Polimeri "imprinted" per l'analisi proteomica - Molecularly imprinted Polymers for proteome analysis

The research work carried out in the last three years and presented in this thesis, has been conduced in the Laboratory of Biochemical Methodologies of the Scientific and Technologic Department of the University of Verona, in collaboration with Cranfield Health of the University of Cranfield (UK). One of the main problems in proteome analysis is the presence of high abundance proteins from house-keeping or structural genes, that mask the signal of low abundance ones. The low ones are often potential biomarkers to study specific diseases.
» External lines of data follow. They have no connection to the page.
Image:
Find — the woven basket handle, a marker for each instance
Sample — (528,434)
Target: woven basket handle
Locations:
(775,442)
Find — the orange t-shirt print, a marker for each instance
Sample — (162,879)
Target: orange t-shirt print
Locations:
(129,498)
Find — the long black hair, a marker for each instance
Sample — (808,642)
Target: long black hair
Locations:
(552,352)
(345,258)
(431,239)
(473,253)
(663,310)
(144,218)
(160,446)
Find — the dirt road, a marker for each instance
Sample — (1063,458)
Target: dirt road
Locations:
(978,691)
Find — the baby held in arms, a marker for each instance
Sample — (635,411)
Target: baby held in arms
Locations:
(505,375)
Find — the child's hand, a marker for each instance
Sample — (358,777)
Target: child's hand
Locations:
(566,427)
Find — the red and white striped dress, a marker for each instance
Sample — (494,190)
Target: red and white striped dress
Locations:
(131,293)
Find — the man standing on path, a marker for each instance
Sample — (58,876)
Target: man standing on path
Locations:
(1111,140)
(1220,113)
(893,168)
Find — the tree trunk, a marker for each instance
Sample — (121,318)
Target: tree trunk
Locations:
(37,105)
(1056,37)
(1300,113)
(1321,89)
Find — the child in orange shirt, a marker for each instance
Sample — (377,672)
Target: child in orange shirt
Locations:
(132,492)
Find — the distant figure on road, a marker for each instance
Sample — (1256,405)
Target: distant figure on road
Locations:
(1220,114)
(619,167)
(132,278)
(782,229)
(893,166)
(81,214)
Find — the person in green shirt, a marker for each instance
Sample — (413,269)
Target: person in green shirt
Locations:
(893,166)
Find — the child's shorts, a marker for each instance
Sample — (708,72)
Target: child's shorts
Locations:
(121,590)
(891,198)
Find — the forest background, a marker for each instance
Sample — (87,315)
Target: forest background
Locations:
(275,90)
In literature different approaches for the removal of high abundance proteins are described, among which electrophoretic and chromatographic pre-fractionation techniques and antibodymediated depletion of specific proteins from biological fluids (i.e., human serum, cerebrospinal fluid). The aim of my PhD thesis has been using Molecularly Imprinted Polymers (MIPs) to manufacture a polymeric synthetic receptor capable of recognising Human Serum Albumin from human serum (60% of the total serum proteins). Molecular imprinting can be defined as the process of template-induced formation of specific recognition sites (binding or catalytic) in a material, where the template drives the positioning and orientation of the material’s structural components by a self-assembling mechanism. The polymer are very easy to prepare and to use, finally cheaper than some methods usually applied. Such a MIP would then be used to remove albumin from serum samples, in order to improve and to help the analysis of the “hidden” proteome. The objectives of my PhD project can be grouped in two different sections, according to which the present thesis is structured: Section I: Development of a new methodology for imprinting silica beads for the recognition of Human Serum Albumin. Section II: Creation of new imprinted polymers made of polyacrylamide gel capable of removing Human Serum Albumin from human serum, thus increasing the signal of low abundance proteins in two-dimensional maps.